L'enfant de la rage d'Anne Boquel



Date de parution : janvier 2024 chez Robert Laffont

Nombre de pages : 288 

Yohann Bellanger, dix-sept ans, vit avec ses parents et sa jeune sœur auprès d'une Zad. Le jeune adolescent, par un mélange d'opposition à ses parents et de révolte, s'est engagé dans cette communauté qui, installée initialement pour lutter contre un projet de viaduc, se bat pour un modèle de société soucieux de l'environnement. Un enjeu tellement plus important aux yeux de Yohann que l'idéal de vie de ses parents que lui proposent. 

Un jour, les parents de Yohann sont appelés : victime d'une balle perdue, il se trouve dans le coma après une charge des CRS. Sortira-t-il du coma ? Dans quel état ?  

La Zad sert de toile de fond à l'exploration d'une histoire familiale très forte. Anne Boquel sait nous décrire de façon réaliste une Zad et ses enjeux. Mais c'est l'histoire d'une famille ordinaire frappée par la tragédie que je retiens le plus de cette lecture.

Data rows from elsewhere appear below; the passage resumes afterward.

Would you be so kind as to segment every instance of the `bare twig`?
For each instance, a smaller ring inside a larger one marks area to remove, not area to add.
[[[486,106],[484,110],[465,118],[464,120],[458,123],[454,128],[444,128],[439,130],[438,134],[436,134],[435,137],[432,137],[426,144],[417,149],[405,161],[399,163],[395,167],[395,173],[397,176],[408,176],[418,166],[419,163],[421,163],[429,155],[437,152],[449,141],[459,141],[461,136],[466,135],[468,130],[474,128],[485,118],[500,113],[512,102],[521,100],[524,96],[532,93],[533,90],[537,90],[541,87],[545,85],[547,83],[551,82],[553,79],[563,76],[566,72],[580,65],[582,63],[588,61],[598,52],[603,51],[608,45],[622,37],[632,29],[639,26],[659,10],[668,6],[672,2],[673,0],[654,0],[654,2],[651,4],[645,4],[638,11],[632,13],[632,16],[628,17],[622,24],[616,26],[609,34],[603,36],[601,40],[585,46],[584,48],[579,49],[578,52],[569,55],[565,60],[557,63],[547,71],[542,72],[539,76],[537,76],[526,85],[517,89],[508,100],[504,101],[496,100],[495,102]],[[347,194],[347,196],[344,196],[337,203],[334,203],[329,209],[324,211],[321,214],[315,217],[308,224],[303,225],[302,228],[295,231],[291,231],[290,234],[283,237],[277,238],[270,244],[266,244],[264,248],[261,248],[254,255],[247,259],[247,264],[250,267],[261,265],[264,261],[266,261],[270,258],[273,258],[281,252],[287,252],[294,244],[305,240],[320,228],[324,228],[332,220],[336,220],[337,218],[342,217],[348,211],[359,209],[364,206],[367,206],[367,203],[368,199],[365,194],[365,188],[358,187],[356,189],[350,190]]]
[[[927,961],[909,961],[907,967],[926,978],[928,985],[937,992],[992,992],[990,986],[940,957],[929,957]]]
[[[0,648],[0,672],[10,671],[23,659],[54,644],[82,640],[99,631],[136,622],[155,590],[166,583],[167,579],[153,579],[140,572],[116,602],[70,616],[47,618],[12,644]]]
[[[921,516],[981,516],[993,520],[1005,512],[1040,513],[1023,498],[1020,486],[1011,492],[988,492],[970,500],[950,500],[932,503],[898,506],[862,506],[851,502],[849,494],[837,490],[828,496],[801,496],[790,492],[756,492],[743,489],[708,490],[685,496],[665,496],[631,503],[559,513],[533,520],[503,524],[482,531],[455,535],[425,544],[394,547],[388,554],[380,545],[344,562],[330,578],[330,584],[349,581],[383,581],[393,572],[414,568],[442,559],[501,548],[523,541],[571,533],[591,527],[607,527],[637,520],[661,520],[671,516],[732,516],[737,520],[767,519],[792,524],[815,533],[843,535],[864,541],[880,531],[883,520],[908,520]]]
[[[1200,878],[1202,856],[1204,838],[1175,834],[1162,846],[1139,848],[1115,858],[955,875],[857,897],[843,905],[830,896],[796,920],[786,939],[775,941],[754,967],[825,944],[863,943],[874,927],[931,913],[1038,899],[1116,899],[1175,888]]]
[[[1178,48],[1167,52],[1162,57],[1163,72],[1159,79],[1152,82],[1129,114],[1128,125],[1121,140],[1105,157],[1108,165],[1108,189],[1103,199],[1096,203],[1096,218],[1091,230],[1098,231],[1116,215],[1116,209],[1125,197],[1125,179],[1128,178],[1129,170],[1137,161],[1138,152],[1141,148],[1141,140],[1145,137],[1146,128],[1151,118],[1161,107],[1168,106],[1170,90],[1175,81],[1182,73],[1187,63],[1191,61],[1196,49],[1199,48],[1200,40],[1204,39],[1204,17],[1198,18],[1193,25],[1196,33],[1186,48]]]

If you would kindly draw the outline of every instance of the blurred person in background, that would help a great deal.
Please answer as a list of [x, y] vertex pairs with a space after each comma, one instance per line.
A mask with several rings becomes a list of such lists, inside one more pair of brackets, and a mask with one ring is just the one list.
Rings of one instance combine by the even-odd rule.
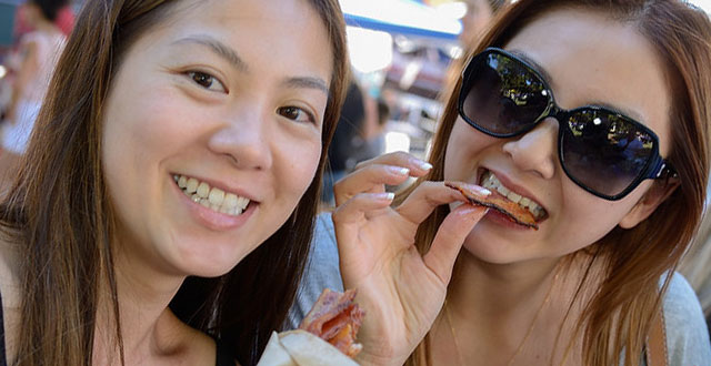
[[[31, 12], [31, 10], [28, 10], [28, 4], [30, 2], [31, 0], [28, 0], [27, 2], [20, 4], [16, 10], [14, 29], [12, 31], [12, 34], [17, 40], [21, 39], [26, 33], [34, 30], [34, 26], [32, 26], [31, 19], [28, 18], [32, 17], [28, 13]], [[66, 35], [69, 35], [72, 28], [74, 27], [74, 10], [72, 9], [70, 2], [71, 1], [69, 0], [66, 1], [66, 4], [57, 11], [57, 17], [53, 20], [57, 28], [59, 28], [59, 30], [61, 30]]]
[[384, 129], [390, 106], [383, 98], [373, 98], [356, 81], [348, 87], [323, 176], [321, 201], [333, 205], [333, 184], [359, 162], [373, 159], [385, 150]]
[[[351, 75], [351, 78], [353, 78]], [[348, 84], [346, 101], [341, 109], [333, 140], [328, 151], [328, 162], [323, 172], [321, 202], [333, 205], [333, 184], [353, 170], [358, 163], [357, 153], [364, 148], [365, 94], [361, 87], [351, 80]]]
[[0, 126], [0, 190], [7, 182], [1, 177], [14, 175], [67, 42], [66, 33], [56, 23], [67, 3], [68, 0], [30, 0], [23, 4], [23, 19], [31, 30], [22, 34], [8, 64], [12, 92]]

Les raisons de l'engagement militant de Yohann ne sont que brièvement évoquées dans ce roman qui développe les réactions de Laurence et Loïc, ses parents et surtout l'intérêt que Laurence va porter à la cause défendue par les zadistes tentant ainsi de se rapprocher de son fils. Cette mère va finir par s'approprier et poursuivre le combat de son fils.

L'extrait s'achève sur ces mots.